Former Surgeon General C. Everett Koop, M.D., is heading a national consortium to create an information infrastructure that can meet the demands of healthcare reform. That consortium is a division of Vice President Al Gore's National Information Infrastructure initiative.
A primary question is whether states can communicate with one another, Mr. Serra said. Intrastate telemedicine networks are mobilizing in several states, including Georgia, Iowa, North Carolina and Oklahoma, but a national network will depend on the ability of states to work in concert, he said.
The New England project's concern about serving rural areas also is important to health reform efforts that rely on primary-care physicians. "Under any scenario, we'll need to induce people to go into underserved areas to practice," Mr. Serra said.
One inducement is a promise that rural physicians will be able to participate interactively in the medical education and specialty consultation available at major medical centers, he said.
The Koop Institute will get that initiative off the ground Sept. 1 when a project director with a NASA background reports for work. Michael Caputo comes to the job from Krug Life Sciences at Johnson Space Center in Houston.

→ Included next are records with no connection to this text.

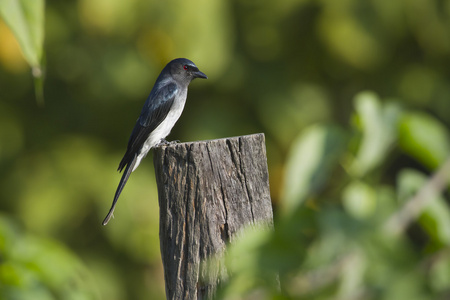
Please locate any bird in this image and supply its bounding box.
[102,58,208,225]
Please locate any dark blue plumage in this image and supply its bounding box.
[103,58,207,225]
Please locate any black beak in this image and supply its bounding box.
[194,71,208,79]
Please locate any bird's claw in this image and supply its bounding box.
[156,139,180,147]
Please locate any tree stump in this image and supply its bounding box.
[154,134,273,300]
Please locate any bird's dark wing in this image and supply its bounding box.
[118,83,178,171]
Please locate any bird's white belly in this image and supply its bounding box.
[133,91,186,171]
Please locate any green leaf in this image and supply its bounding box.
[399,112,450,169]
[0,0,44,68]
[283,125,346,211]
[398,169,450,245]
[350,92,400,177]
[0,0,45,105]
[342,181,377,219]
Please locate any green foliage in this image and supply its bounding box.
[0,0,450,300]
[0,215,100,300]
[216,92,450,299]
[0,0,45,104]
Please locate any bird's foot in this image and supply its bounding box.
[156,139,180,147]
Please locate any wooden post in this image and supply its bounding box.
[154,134,273,300]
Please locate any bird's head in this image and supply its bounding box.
[166,58,208,84]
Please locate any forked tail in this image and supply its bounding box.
[102,154,137,225]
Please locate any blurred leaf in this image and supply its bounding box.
[350,92,400,176]
[429,251,450,293]
[0,0,45,105]
[342,181,377,219]
[283,125,346,211]
[0,0,44,68]
[399,112,450,169]
[398,169,450,246]
[0,216,98,300]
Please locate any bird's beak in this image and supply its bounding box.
[194,71,208,79]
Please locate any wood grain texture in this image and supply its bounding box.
[154,134,273,299]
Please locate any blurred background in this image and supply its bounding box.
[0,0,450,300]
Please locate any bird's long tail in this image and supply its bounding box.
[102,154,137,225]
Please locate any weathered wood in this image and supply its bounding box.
[154,134,273,300]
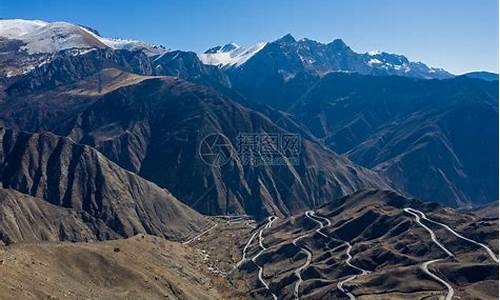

The aim is to develop computer and telemedicine programs that can use personal computers and modems already in physicians' homes and offices or available at low cost. For the price of a camcorder, physicians may be able to link into interactive video services, Mr. Serra said.
Other projects include efforts to develop remotely accessible administrative information systems and computerized patient results and records, he said.
Governors of the three participating states have pledged start-up contributions, and the Koop Institute is seeking grants and contributions from industries in New England.